No one stayed after class on Wednesday, though there w
ere several shouted threats about emailed revisions on their way. And on Thursday, Julio was waiting for Mark at his office door with one revision of his own, and three from others who hadn’t wanted to wait in line, which he delivered before speeding away, promising to return on Monday with more. Leo had evidently stopped by, as well. Taped to Mark’s office door was an 8x10 color portrait of Punter, the Welsh terrier, with a caption: Why can’t we be friends?
Dorothy, Max, and Virginia dropped by with questions about a word or phrase in one of the stories they’d each revised four or five times already. Isaac turned up with new iterations of all three of his Technical Exercises, though he really wanted to give Mark a play-by-play of the curling club’s first victory because they’d stunned the club team from Wesleyan, and Isaac had been wait-listed there.
On his way to class, Mark spotted something red huddling by the door of the Arts Building. As he approached, Jane waved.
“Hello, Professor.”
Mark almost made a joke about her addressing him by his title, but Jane looked a little pale.

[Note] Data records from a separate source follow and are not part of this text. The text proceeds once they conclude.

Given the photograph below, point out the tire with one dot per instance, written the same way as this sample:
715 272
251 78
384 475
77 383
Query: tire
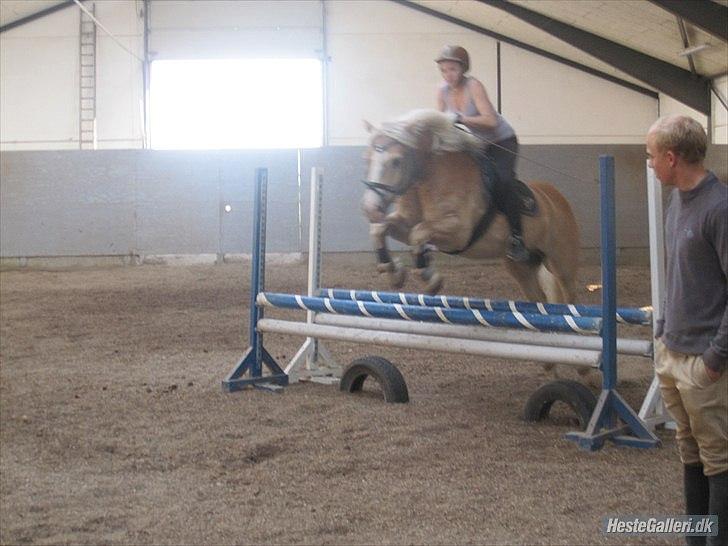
393 385
575 395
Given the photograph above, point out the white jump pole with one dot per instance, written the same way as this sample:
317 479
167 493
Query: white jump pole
576 357
313 362
635 347
653 412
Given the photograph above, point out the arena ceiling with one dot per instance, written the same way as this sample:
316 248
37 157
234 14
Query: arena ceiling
672 46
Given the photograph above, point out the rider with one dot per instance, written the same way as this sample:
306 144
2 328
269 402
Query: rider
465 97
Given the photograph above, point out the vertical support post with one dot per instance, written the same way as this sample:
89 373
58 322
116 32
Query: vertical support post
257 273
311 353
609 273
314 256
653 411
603 424
256 355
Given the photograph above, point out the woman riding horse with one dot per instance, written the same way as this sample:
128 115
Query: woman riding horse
466 97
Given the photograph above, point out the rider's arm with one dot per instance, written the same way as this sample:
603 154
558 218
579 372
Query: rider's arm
486 118
441 106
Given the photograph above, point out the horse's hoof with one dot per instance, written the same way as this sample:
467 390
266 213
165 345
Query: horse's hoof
434 284
397 276
590 377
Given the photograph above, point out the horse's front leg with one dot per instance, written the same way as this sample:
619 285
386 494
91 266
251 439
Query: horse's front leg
420 241
385 264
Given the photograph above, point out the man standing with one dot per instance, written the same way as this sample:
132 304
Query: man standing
691 346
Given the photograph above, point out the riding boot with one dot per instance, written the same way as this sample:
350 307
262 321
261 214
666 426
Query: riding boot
718 506
517 250
697 495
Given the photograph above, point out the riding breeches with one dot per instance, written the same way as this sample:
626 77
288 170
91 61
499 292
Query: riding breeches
502 156
698 405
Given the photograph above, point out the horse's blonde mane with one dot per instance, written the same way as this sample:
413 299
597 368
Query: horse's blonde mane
446 137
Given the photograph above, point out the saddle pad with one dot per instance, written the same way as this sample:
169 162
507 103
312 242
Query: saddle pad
529 206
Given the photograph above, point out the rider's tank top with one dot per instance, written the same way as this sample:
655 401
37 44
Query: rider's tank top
499 133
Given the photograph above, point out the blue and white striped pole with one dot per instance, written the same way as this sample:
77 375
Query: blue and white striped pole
626 315
506 319
256 355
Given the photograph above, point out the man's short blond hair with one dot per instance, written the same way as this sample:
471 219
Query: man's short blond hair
682 135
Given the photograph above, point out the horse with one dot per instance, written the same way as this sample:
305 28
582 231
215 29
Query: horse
424 188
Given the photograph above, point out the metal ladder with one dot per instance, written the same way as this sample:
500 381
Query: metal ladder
87 83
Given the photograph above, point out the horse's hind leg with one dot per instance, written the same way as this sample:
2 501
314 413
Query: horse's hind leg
558 279
526 275
385 264
422 259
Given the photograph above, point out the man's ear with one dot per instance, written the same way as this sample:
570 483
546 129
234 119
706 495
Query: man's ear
424 138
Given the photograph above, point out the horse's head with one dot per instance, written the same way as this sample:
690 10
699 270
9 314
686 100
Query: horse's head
395 163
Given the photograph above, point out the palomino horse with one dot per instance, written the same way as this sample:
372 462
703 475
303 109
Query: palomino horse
424 188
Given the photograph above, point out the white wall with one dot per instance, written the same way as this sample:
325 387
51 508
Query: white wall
381 65
550 103
39 83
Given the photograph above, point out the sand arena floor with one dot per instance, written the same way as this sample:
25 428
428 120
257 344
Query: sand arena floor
114 428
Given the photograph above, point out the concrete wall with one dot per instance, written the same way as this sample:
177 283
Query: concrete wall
141 203
379 65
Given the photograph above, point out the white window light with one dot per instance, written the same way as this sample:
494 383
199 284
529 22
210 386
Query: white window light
224 104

And he was her professor.
“I hope you don’t mind,” Jane said, rushing ahead to hold open the door, “but I thought it would help if I walked in with you today. I could use some backup.”
Mark said, “My prediction? You’re going to be surprised.”
Jane said, “You’re just like me—a born optimist.”
She didn’t look at all surprised when the workshop for her story elicited several suggestions for exploring intriguing opportunities present in her first two pages, and she was smiling smugly when Dorothy posed a genuinely provocative question about the last paragraph, which Jane acknowledged with an enthusiastic, “Great minds think alike!”
The Professor reminded Jane that she wasn’t here during her workshop.
But Mark knew she was.
The Professor poked and prodded them through the opening pages of the remaining stories, forcing everyone to say something about each one, and as the last confusion was articulated about the last page of the last of the drafts, he said, “Pens, please.”
Mark returned the confused gazes he was getting.